今回は珍しくアイドルを取り上げたいと思います。もちろん、単なるアイドルではありません、鉄道を趣味とする「鉄道アイドル」です。知られざる鉄道アイドルの世界を一緒に見ていきましょう。

21世紀に入り、一般向けの雑誌において、鉄道旅行の特集で鉄道アイドルが登場してきたと思います。私の中で鉄道アイドルのはしりは豊岡真澄さんですね。1983年、埼玉県出身です。もともと芸能界に入るまでは鉄道に全く関心を示さなかった豊岡さん。ところが、『タモリ倶楽部』に出演したマネージャーが徹底的に豊岡さんに「鉄道教育」をしたのです。鉄道教育の質がよかったのか、次第に鉄道の道にはまり込み、車両の形式を覚えるほどの「鉄道好き」になったのです。2008年に芸能人を引退しましたが、「鉄道好き」は今でも継続しています。豊岡さんのブログを覗くと、鉄分たっぷりのブログとなっています。一見の価値ありです。
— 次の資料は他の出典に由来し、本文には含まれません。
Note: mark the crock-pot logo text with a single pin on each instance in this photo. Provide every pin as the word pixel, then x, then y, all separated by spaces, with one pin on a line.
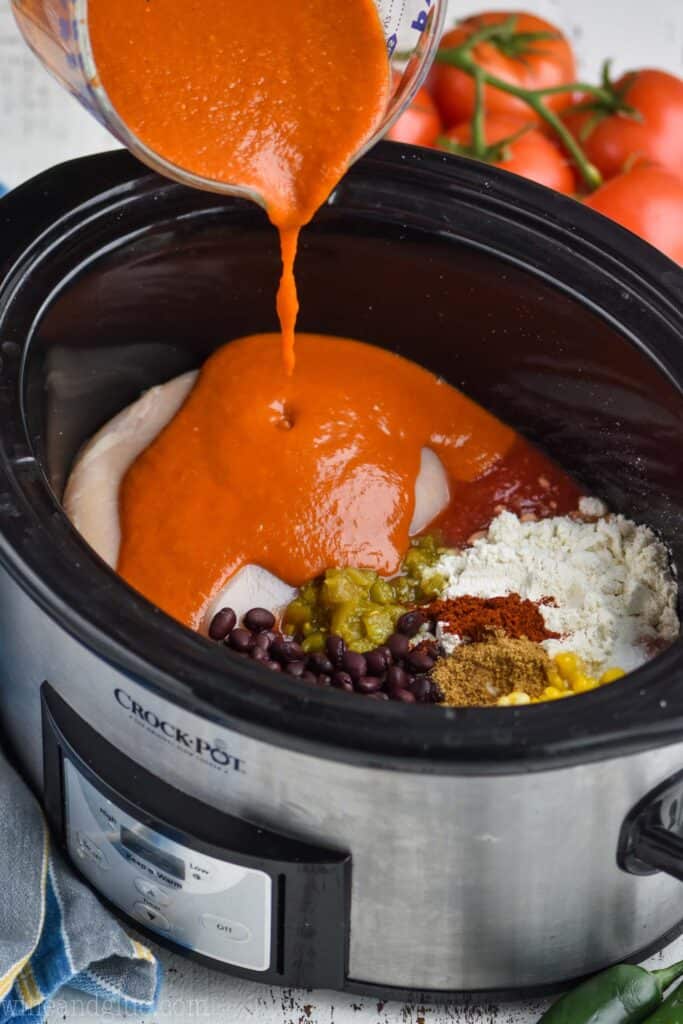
pixel 213 752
その後も、鉄道アイドルは出てきましたが、「やらせじゃないのかあ」と思う人もいました。専門用語を振りかざすのに、いざ本格的な話になるとついていけず、浮いてしまうのです。雰囲気で、自分のキャラ作りのために「鉄道好き」になっている芸能人もいるのでしょう。その中で、「この人は本当に鉄道が好きなのだなあ」と思わせる人がモデルの市川沙耶さんです。「モデル」なので、正確にはアイドルではないのですが、よしとしましょう。市川さんは私と同じ1987年生まれ、愛知県の出身です。子供の頃から鉄道が好きなのかは確認できませんでしたが、相当の「鉄道好き」。特に鉄道の「音」に強い関心を持っています。彼女を知ったのは、私が旅行で訪れたハンガリーのブダペストにある日本人宿でした。そこで、日本人宿の管理人から市川さんの番組を見るように言われたのです。ラッキーなことに、市川さんの番組はインターネットにアップされていました。市川さんがブダペストを訪れる、という企画の番組。私が驚いたのは、市川さんがブダペストを走っている市電の音を聞くために、スタッフを黙らせたことです。そして、その時の真剣な表情。「市川さんは本当に鉄道が好きなのだなあ」と思い知らされました。たいがい、「鉄道好き」と聞くと「車両が好き」と思ってしまうでしょう。実は本当の「鉄道好き」はコアな部分が好きだったりしますから。現在、市川さんは『旅と鉄道』に寄稿しています。知名度を活かして、「鉄道好き」の増加に貢献することを願っています。